United Nations climate chief Christiana Figueres said that democracy is a poor political system for fighting global warming. Communist China, she says, is the best model.

China may be the world’s top emitter of carbon dioxide and struggling with major pollution problems of their own, but the country is “doing it right” when it comes to fighting global warming says Figueres.

“They actually want to breathe air that they don’t have to look at,” she said. “They’re not doing this because they want to save the planet. They’re doing it because it’s in their national interest.”

It did seem a bit daft even for a climate expert working at the UN. So I went and followed the trail of threads back to the original Bloomberg Report where her comments may be found. More insane than you can imagine:

China, the top emitter of greenhouse gases, is also the country that’s “doing it right” when it comes to addressing global warming, the United Nations’ chief climate official said.

The nation has some of the toughest energy-efficiency standards for buildings and transportation and its support for photovoltaic technology helped reduce solar-panel costs by 80 percent since 2008, Christiana Figueres, executive secretary of the UN Framework Convention on Climate Change, said yesterday in an interview at Bloomberg News headquarters in New York.

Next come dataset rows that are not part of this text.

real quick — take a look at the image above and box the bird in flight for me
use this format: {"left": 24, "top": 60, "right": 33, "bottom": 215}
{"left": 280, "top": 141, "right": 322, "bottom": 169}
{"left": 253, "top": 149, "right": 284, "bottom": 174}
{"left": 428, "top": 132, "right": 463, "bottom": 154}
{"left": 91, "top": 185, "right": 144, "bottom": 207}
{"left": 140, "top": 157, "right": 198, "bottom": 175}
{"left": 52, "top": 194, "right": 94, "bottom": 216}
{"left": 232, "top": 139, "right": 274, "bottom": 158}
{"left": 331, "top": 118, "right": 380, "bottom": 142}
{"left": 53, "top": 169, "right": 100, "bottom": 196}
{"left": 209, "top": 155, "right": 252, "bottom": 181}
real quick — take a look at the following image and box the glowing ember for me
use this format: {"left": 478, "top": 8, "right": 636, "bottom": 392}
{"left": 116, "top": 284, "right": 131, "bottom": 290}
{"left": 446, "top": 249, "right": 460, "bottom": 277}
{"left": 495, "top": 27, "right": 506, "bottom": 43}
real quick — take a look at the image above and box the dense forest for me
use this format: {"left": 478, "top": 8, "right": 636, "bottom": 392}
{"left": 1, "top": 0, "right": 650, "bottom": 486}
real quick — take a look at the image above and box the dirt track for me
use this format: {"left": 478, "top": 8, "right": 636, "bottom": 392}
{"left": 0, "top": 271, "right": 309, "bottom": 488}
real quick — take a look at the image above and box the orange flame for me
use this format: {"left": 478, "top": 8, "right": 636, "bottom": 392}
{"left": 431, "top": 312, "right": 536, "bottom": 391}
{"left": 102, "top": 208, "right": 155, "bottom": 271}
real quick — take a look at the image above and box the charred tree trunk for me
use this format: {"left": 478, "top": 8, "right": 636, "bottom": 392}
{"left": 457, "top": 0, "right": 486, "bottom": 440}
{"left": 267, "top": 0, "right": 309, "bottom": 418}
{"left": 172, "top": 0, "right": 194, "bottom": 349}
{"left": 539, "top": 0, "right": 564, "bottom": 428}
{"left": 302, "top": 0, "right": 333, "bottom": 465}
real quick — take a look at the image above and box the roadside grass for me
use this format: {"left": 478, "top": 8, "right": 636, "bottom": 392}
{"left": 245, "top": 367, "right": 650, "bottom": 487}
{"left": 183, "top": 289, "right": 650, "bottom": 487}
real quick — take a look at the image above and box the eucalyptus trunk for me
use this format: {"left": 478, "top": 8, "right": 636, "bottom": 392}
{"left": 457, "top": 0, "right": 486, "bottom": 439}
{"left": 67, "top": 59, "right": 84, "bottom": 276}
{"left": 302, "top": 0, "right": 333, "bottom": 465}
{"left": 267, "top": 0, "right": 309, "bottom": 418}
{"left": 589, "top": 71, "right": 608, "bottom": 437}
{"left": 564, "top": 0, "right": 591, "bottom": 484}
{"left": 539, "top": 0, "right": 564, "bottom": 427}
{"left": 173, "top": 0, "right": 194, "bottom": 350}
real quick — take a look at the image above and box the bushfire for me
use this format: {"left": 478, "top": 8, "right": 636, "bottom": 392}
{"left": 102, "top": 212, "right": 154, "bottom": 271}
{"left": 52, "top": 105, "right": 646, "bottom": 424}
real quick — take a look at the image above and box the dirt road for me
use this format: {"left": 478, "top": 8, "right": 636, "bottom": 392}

The country is facing growing public pressure from citizens to reduce air pollution, due in large part to burning coal. Its efforts to promote energy efficiency and renewable power stem from the realization that doing so will pay off in the long term, Figueres said.

“They actually want to breathe air that they don’t have to look at,” she said. “They’re not doing this because they want to save the planet. They’re doing it because it’s in their national interest.”

China is also able to implement policies because its political system avoids some of the legislative hurdles seen in countries including the U.S., Figueres said.

Key policies, reforms and appointments are decided at plenums, or meeting of the governing Communist Party’s more than 200-strong Central Committee. The National People’s Congress, China’s unicameral legislature, largely enforces decisions made by the party and other executive organs.

The political divide in the U.S. Congress has slowed efforts to pass climate legislation and is “very detrimental” to the fight against global warming, she said.